He glanced at me, and Mr. Mell’s hand gently patted me upon the shoulder. I looked up, with a flush upon my face and remorse in my heart, but Mr. Mell’s eyes were fixed on Steerforth. He continued to pat me kindly on the shoulder, but he looked at him.

“Since you expect me, Mr. Creakle, to justify myself,” said Steerforth, “and to say what I mean,—what I have to say is, that his mother lives on charity in an alms-house.”

Mr. Mell still looked at him, and still patted me kindly on the shoulder, and said to himself, in a whisper, if I heard right: “Yes, I thought so.”

Mr. Creakle turned to his assistant, with a severe frown and labored politeness.

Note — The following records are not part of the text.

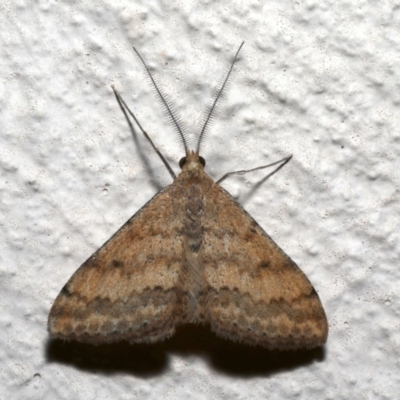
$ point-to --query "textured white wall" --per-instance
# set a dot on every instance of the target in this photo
(319, 79)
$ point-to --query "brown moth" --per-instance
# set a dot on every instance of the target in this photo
(192, 254)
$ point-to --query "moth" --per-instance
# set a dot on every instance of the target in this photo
(191, 255)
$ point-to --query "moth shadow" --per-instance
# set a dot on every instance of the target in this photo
(145, 360)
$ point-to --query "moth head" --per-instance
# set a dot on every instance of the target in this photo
(192, 161)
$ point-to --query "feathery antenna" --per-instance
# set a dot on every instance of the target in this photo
(218, 96)
(165, 103)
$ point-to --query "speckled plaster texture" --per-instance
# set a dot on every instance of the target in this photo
(316, 79)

“Now, you hear what this gentleman says, Mr. Mell. Have the goodness, if you please, to set him right before the assembled school.”

“He is right, sir, without correction,” returned Mr. Mell, in the midst of a dead silence; “what he has said, is true.”

“Be so good then as declare publicly, will you,” said Mr. Creakle, putting his head on one side, and rolling his eyes round the school, “whether it ever came to my knowledge until this moment?”

“I believe not directly,” he returned.

“Why, you know not,” said Mr. Creakle. “Don’t you, man?”

“I apprehend you never supposed my worldly circumstances to be very good,” replied the assistant. “You know what my position is, and always has been, here.”